Parties Enter the Fray

If the primary campaign is as tight as Salier thinks it is, the farmer might have found a strange ally in Tom Harkin. While Salier's campaign has been upset that the National Republican Senatorial Campaign Committee has been running pro-Ganske ads in recent works, he must be positively giddy that the Iowa Democratic Party has recently begun running ads attacking Ganske's record.

Running these ads during the primary campaign could mean one of two things: either the incumbent Harkin is already running behind Ganske in polls - unlikely, given nearly identical 32-percentage-point leads Harkin had over Ganske in separate 2000 and 2001 polls - or Democrats think that Salier has a shot to beat Ganske, and therefore make the general-election campaign a study in stark contrasts. (Harkin would clearly prefer to face political novice Salier instead of Ganske in the general election.)
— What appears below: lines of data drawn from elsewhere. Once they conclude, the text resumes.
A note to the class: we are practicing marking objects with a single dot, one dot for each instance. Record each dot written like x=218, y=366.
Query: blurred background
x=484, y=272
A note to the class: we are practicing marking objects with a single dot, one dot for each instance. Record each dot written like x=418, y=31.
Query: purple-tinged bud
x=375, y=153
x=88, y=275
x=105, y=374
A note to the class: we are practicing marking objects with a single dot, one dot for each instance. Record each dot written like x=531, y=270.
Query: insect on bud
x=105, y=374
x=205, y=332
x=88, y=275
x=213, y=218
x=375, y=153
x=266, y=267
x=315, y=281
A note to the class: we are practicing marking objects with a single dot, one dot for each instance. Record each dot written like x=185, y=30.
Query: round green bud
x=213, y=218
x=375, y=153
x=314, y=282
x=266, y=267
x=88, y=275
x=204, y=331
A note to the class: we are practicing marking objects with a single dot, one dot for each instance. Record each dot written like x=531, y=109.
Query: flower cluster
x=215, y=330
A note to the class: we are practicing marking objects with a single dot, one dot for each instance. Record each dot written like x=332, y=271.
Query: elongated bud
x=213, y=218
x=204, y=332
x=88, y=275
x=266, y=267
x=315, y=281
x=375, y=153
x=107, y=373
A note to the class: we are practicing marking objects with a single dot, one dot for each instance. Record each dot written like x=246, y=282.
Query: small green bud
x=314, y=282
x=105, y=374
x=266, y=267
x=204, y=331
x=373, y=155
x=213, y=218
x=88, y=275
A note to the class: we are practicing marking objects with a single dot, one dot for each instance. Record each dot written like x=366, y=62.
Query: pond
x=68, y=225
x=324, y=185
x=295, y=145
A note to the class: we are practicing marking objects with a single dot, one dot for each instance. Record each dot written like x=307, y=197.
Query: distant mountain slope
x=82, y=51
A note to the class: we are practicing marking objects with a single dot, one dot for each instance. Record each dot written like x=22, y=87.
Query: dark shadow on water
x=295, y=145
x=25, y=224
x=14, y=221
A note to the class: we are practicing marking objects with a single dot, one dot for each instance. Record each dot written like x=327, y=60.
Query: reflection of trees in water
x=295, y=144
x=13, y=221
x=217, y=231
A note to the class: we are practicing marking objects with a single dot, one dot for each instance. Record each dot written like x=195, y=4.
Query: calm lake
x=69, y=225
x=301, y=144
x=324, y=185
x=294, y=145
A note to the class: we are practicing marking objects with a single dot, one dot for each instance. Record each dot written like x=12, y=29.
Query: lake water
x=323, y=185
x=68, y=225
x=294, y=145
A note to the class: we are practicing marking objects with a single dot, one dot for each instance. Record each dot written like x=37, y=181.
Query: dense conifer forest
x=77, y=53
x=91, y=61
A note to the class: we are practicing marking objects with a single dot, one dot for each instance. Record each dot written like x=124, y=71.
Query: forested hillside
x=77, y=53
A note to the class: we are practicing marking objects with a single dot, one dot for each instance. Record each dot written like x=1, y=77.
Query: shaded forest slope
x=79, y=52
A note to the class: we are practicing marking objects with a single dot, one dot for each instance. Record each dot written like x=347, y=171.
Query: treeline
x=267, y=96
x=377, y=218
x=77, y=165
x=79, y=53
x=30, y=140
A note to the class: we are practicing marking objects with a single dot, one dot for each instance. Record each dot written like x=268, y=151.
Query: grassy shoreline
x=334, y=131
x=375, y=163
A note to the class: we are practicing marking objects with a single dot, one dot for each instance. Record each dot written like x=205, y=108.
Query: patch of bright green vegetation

Political observers have also noted that Ganske's campaign has been ineffective to this point. The Cook Political Report notes that "Ganske has worried national Republicans by getting off to a slow start, but GOP strategists say his campaign is finding its bearings."

Ganske said the characterization of his campaign as "weak" is incorrect. "That was an echo chamber from months and months ago," he said. The perception of a floundering campaign was the result of "three months [in the fall] when I was intensely busy ... and put off some of our campaigning."

The campaign has been "hitting on all cylinders" for the past four months, Ganske said, and "this is a very competitive race with Harkin."

But that's being premature. Before Harkin looms Salier, and he's not going away.